Strikersoft’s Commitment to GDPR

General Data Protection Regulation

The GDPR (General Data Protection Regulation (EU) 2016/679) is an important piece of legislation that is designed to strengthen and unify data protection laws for all individuals within the European Union. The regulation was implemented on the 25th May 2018.

Our commitment

Strikersoft is GDPR compliant.

Privacy Policy

You find Strikersoft's Privacy policy here.


What is GDPR?

The General Data Protection Act (GDPR) is considered the most significant piece of European data protection legislation in the European Union (EU) in 20 years and replace the 1995 Data Protection Directive as well as PUL in Sweden. It also has impact on the Swedish Patient Data Law.

The GDPR regulates the processing of personal data about individuals in the European Union including its collection, storage, transfer or use. Importantly, under the GDPR, the concept of “personal data” is very broad and covers any information relating to an identified or identifiable individual (also called a “data subject”).

It gives data subjects more rights and control over their data by regulating how companies should handle and store the personal data they collect. The GDPR also raises the stakes for compliance by increasing enforcement and imposing greater fines should the provisions of the GDPR be breached.

The GDPR enhances EU individuals’ privacy rights and places significantly enhanced obligations on organizations handling data.

What do Strikersofts’ Customers need to do?

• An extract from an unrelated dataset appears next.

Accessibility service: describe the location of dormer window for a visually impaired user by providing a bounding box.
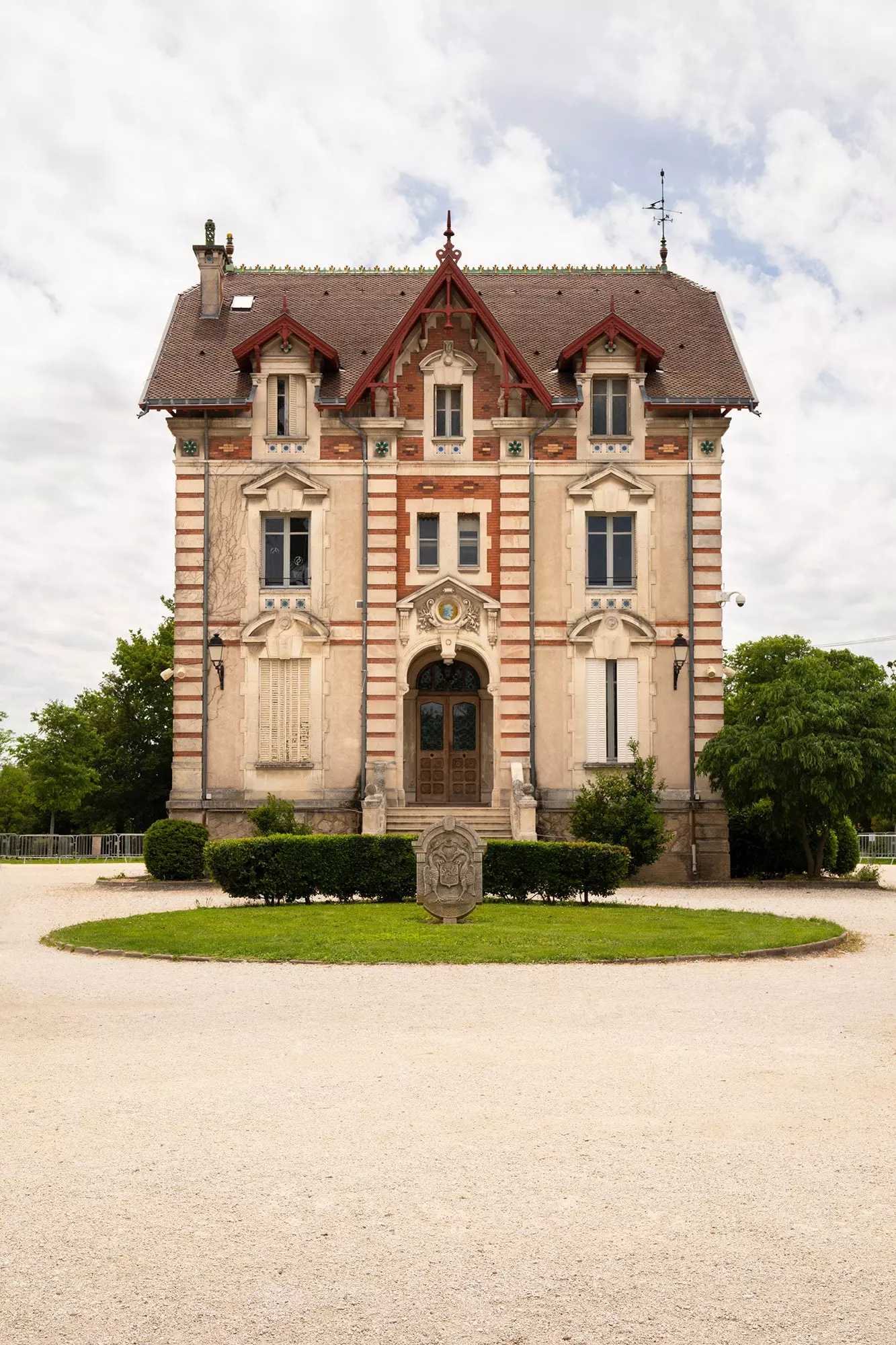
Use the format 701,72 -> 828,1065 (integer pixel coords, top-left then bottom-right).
436,387 -> 463,438
591,378 -> 628,436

There are two things that you might need to do depending on your situation and jurisdiction. Below are the only impactful changes that we can foresee that might affect you as a result of using Strikersofts’ services or products:

  1. Make sure your Terms of Service or Privacy Policy properly communicate to your users how you are using Strikersofts’ services on your website or app. The GDPR can heavily penalize you if you’ve not done this clearly. We recommend you ensure your policies are up to date and clear to your readers.
  2. If you are in the European Union you’ll likely want to sign a Data Processor Agreement with Strikersoft. We’re happy to do so. Working with outside counsels we’ve updated this document to comply with GDPR, the Swedish Patientdatalagen (Patient data act) and other generally acceptable privacy laws.
  3. You can review a copy of the Annex Data Processing Agreement here. You can fill in your specifics for review by our account responsible. We will then countersign it and provide you with a downloadable copy via email as soon as possible. If you have any questions about its contents simply email



The regulation also contains general rules on when personal data processing may take place in healthcare. It can be mentioned in the context that it is investigated to what extent the rules in the Patient Data Legislation (PDL) need to be adapted to the GDPR's rules. PDL is applied as per the care provider's processing of personal data. Note, however, that PDL contains only specific rules and explanations deemed necessary.

 Read more about the investigation at the Swedish governments’ website.


Key changes

In summary, here are some of the key changes that took effect with GDPR:

  • Expanded rights for individuals: The GDPR provides expanded rights for individuals in the European Union by granting them, amongst other things, the right to be forgotten and the right to request a copy of any personal data stored in their regard.
  • Compliance obligations: The GDPR requires organizations to implement appropriate policies and security protocols, conduct privacy impact assessments, keep detailed records on data activities and enter into written agreements with vendors.
  • Data breach notification and security: The GDPR requires organizations to report certain data breaches to data protection authorities, and under certain circumstances, to the affected data subjects. The GDPR also places additional security requirements on organizations.
  • New requirements for profiling and monitoring: The GDPR places additional obligations on organizations engaged in profiling or monitoring behavior of EU individuals.
  • Increased Enforcement: Under the GDPR, authorities can fine organizations up to the greater of €20 million or 4% of a company’s annual global revenue, based on the seriousness of the breach and damages incurred. Also, the GDPR provides a central point of enforcement for organizations with operations in multiple EU member states by requiring companies to work with a lead supervisory authority for cross-border data protection issues.


Outside of EU

If you are a company outside the EU, you should still be aware of this. The provisions of the GDPR apply to any organization that processes personal data of individuals in the European Union, including tracking their online activities, regardless of whether the organization has a physical presence in the EU.